Giubilo! Le porte si aprono e, iniziata la visita, subito mi rendo conto che sì, le vetrine e la loro disposizione sono cambiate, tutto è nuovo, leggero, arioso e luminoso, ma la quantità di oggetti in esposizione non è affatto diminuita. Anzi! Il numero dei pezzi è addirittura cresciuto rispetto alla precedente sistemazione. Lungo le numerose sale di cui si compone questo piano del V&A, si vedono migliaia e migliaia di ceramiche e porcellane, di ogni genere, inglesi, europee, medio-orientali, americane e naturalmente cinesi, coreane e giapponesi. Alcuni spazi si caratterizzano per un approccio didattico, educativo. In una delle sale, ad esempio, si spiega praticamente in cosa consista un oggetto in ceramica, quali siano le differenze tra le varie composizioni terrose (ceramica, porcellana, terracotta, grés, etc.), quali siano le varie tecniche per realizzare un manufatto ceramico. Così in questo spazio sono esposti oggetti di varie datazioni e luoghi di provenienza, per un approccio interdisciplinare. In questa amplissima sala si trovano anche alcuni laboratori, forniti di paste ceramiche e di tutti gli utensili necessari, nei quali alcuni addetti sono pronti a spiegare praticamente come nasca un oggetto ceramico. In questa sezione non poche sono le occasioni di toccare un pezzo antico per soddisfare anche le necessità del tatto. Vi è pure una piccola sala studio con alcuni libri di libera consultazione e numerose postazioni con computer, grazie ai quali il visitatore può effettuare una ricerca su un particolare genere di manufatto ceramico, tra quelli conservati in museo.
Tuttavia, la novità che più mi ha colpito è la presenza in alcune delle nuove sale di una sorta di deposito aperto. Mi spiego meglio. Le vetrine con gli oggetti ‘di prima scelta’ sono sistemate lungo le pareti, secondo tradizione museografica. Al centro della capiente sala, invece, si trovano due altre enormi vetrine, lunghe quasi come tutta la stanza e altrettanto alte; tra loro, al centro perfetto della sala, scorre un ampio corridoio chiuso sui due lati brevi da due imponenti porte a vetro trasparente. Le vetrine lunghe sono stipate di una quantità travolgente di pezzi, sistemati secondo ordini cronologici e tipologici, in maniera analoga a quello che si può vedere nei magazzini dei musei. Lo spazio centrale, invece, non aperto all’accesso del pubblico ma ben visibile dall’esterno, è utile al personale scientifico del museo, attrezzato con scala e tavolino per facilitare la ricerca di un oggetto.
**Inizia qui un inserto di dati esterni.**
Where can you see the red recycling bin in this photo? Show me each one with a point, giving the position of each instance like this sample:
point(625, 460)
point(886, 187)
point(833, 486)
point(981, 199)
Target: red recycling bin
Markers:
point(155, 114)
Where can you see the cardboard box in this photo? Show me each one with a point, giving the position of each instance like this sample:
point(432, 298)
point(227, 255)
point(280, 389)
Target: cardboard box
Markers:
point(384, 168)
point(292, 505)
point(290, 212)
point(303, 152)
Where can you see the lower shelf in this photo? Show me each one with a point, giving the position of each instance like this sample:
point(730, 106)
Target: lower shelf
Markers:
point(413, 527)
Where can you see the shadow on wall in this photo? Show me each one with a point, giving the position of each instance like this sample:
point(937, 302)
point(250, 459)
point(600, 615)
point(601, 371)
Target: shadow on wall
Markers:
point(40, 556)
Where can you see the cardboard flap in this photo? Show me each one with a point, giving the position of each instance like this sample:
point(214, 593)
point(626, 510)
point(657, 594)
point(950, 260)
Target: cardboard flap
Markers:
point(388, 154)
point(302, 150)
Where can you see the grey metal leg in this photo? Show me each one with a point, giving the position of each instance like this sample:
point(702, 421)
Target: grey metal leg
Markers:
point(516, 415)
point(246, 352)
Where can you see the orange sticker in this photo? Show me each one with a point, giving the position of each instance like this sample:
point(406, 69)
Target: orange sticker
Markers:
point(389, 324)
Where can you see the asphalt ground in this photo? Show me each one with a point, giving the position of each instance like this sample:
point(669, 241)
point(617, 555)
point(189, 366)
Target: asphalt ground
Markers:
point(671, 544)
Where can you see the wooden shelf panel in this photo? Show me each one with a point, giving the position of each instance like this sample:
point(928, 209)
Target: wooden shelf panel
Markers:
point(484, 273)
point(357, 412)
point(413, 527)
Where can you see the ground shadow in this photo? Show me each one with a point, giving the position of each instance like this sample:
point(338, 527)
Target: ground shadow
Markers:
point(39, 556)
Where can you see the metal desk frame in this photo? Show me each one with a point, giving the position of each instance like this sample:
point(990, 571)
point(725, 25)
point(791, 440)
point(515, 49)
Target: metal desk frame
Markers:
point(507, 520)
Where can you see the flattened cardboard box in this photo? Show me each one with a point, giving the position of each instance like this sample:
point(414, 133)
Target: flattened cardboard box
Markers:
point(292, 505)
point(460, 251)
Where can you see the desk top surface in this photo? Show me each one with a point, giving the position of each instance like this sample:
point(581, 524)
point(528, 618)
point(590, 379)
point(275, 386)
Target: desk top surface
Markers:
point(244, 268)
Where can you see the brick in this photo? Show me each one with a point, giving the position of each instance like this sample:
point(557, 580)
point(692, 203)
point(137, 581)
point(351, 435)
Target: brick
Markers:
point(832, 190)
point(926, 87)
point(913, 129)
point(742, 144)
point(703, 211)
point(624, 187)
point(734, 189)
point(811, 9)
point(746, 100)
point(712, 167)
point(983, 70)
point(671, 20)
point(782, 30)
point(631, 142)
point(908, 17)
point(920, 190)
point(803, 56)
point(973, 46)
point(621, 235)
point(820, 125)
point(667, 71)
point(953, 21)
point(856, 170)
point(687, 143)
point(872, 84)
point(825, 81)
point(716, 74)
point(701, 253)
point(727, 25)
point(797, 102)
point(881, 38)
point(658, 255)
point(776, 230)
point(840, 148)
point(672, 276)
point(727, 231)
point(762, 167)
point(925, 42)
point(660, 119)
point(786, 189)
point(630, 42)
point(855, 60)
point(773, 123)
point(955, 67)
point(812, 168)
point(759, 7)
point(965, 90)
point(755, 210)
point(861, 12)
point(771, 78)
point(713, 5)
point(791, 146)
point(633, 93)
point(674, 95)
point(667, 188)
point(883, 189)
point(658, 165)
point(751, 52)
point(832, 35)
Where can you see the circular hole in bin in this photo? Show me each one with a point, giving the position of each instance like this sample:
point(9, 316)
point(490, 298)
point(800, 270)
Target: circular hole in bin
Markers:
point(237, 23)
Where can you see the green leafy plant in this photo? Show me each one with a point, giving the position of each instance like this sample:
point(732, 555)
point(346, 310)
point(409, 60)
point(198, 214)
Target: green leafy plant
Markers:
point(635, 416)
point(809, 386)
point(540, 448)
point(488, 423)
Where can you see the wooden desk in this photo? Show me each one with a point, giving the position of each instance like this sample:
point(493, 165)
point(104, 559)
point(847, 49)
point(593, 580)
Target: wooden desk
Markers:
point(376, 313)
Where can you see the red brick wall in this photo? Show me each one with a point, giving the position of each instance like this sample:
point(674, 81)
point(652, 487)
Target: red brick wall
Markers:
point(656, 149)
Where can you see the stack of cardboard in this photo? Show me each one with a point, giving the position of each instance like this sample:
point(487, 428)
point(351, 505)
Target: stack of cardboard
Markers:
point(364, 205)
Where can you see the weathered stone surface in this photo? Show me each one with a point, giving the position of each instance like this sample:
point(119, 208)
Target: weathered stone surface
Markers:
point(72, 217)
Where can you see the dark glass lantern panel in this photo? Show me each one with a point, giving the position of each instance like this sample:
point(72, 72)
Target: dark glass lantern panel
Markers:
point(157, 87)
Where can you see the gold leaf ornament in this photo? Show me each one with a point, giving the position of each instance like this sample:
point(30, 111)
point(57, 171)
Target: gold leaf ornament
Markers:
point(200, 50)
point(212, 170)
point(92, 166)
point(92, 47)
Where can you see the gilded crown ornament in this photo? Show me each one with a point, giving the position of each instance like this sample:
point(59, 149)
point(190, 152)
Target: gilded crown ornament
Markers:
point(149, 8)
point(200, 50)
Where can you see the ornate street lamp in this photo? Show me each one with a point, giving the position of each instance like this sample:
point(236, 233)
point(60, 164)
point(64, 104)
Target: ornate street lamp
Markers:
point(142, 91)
La sala più spettacolare, a mio parere, è quella ubicata su uno dei due punti esterni del piano. Più piccola delle altre, mostra al suo interno una meravigliosa vetrina di forma semicircolare,al cui interno si vede una parte consistente delle strepitose raccolte di porcellana cinese da esportazione della dinastia Qing (1644-1911). Un vero e proprio tripudio ceramico, così drammaticamente fragile eppure così commovente nel suo svolgersi, tra pezzi di inusitata bellezza e perfezione cromatica, grazie ai quali si può davvero comprendere quale parte essenziale abbia svolto la porcellana nella storia dei contatti tra il grande impero orientale e l’Occidente. Tutte le ‘famiglie’ di questo genere ceramico sono rappresentate in questa sorta di Monolite Sacro che riesce ad imporre al visitatore, specialista, appassionato o semplicemente curioso, un silenzio esterefatto e la riflessione sui fatti del nostro passato.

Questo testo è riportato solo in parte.